Photo © Andy Mitchell

Bright-line Brown-eye

Lacanobia oleracea

Photo © Andy Mitchell



The bright-line brown-eye (Lacanobia oleracea) is a moth of the family Noctuidae. The species was first described by Carl Linnaeus in his 1758 10th edition of Systema Naturae. It is a common species throughout Europe, but is also found in North Africa (Morocco and Algeria), temperate North Asia and Central Asia, Asia Minor, Syria, and Turkestan, northern India, China, Korea and Japan.

This species' common name is usefully descriptive: The forewings are dark reddish brown marked with a prominent light orange-brown stigma and a bright white subterminal line. The hindwings are grey, darker towards the termen. The wingspan is 34–44 mm. They are attracted to light, sugar and nectar-rich flowers.

Technical description and variation

Forewing red brown clouded with darker; veins grey, whitish towards termen: reniform stigma orange in its upper part, dark fuscous below; orbicular round, white edged, sometimes very small; submarginal line finely white, toothed on veins 3 and 4 to termen; hindwing dull whitish, pale fuscous towards termen; the veins dark.
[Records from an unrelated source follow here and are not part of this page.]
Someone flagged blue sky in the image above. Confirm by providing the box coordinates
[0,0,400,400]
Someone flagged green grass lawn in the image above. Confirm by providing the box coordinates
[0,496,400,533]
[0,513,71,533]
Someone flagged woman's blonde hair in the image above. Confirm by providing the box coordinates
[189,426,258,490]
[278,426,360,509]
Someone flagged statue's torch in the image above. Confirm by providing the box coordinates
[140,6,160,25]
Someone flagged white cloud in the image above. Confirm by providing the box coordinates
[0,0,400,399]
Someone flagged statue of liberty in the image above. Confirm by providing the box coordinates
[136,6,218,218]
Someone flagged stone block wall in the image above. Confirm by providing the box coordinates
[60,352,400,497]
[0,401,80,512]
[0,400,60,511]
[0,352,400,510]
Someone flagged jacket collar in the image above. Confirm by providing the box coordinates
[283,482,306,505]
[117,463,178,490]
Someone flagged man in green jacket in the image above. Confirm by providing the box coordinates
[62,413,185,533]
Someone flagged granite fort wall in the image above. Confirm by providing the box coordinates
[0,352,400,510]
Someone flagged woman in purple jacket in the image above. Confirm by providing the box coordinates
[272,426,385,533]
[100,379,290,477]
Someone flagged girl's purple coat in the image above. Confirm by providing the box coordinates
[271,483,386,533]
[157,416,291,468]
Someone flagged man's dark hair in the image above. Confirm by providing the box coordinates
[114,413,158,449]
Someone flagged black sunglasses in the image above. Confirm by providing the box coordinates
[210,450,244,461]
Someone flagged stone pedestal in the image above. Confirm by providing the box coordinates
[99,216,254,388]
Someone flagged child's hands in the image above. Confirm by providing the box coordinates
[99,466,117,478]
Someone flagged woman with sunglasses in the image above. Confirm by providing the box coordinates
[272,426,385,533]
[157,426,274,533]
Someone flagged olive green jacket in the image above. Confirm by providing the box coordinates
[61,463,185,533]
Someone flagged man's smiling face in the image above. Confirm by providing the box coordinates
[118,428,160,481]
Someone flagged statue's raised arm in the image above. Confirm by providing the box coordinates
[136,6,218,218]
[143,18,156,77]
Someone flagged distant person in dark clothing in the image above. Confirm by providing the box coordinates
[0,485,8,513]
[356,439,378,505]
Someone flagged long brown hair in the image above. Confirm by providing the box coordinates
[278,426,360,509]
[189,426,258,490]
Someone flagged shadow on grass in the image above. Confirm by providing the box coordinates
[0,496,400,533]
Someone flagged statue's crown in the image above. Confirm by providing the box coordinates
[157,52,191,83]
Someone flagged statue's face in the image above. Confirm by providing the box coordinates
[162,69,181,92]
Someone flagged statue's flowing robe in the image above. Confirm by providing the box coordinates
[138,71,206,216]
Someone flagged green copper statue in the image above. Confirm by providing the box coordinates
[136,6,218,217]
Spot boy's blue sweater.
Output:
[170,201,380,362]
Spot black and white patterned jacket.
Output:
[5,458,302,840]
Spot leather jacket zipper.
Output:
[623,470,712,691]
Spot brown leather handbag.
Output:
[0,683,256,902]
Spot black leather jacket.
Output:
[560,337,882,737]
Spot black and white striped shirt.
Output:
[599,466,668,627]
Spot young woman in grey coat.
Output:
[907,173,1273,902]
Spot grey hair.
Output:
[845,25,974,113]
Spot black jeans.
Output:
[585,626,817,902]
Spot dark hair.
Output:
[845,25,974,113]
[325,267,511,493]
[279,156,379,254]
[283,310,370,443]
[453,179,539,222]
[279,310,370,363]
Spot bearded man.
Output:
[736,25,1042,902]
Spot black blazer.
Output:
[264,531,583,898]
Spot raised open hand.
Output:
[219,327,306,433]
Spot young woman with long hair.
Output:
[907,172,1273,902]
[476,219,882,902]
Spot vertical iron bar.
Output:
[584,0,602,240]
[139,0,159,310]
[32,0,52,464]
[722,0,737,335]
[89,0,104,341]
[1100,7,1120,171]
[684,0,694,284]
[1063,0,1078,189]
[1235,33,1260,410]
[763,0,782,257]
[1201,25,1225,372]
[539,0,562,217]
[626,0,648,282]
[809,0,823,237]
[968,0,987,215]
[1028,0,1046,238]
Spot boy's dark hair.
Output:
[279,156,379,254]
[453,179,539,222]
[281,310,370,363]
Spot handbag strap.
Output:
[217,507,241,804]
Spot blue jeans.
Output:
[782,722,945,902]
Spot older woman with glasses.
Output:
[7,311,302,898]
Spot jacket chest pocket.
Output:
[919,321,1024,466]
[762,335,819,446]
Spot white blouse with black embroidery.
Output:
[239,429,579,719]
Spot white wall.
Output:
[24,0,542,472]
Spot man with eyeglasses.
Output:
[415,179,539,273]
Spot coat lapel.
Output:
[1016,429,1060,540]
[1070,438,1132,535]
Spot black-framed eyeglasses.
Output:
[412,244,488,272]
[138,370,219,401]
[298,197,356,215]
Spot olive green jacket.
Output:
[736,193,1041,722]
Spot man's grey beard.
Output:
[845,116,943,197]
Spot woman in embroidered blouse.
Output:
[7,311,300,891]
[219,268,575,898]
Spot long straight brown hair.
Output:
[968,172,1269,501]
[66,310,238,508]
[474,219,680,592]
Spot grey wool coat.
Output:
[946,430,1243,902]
The ground colour varies on one side to black brown, ab. obscura Spul, and on the other to rufous, ab. rufa Tutt; ab. variegata Aust, from Morocco, is paler, reddish yellow.

The larva is green or brown dotted with white with black and yellow spiracular lines down the side with darker edging. The tubercles are black. It feeds on a wide range of plants and is occasionally a pest of cultivated tomatoes. The species overwinters as a pupa.

It is on wing from the latter half of June to July. Occasionally, there will be a second generation from the end of August to the first half of September.

Source: Wikipedia

Foodplants

The primary larval foodplants are bindweeds (Convolvulus spp.), Black-bindweed (Fallopia convolvulus), Common Nettle (Urtica dioica), English Elm (Ulmus procera), Fat-hen (Chenopodium album), Hazel (Corylus avellana), Hop (Humulus lupulus), oraches (Atriplex spp.), Reed Sweet-grass (Glyceria maxima), Spinach (Spinacia oleracea), Tamarisk (Tamarix gallica), Tomato (Solanum lycopersicum), Traveller's-joy (Clematis vitalba), willowherbs (Epilobium spp.) and willows (Salix spp.).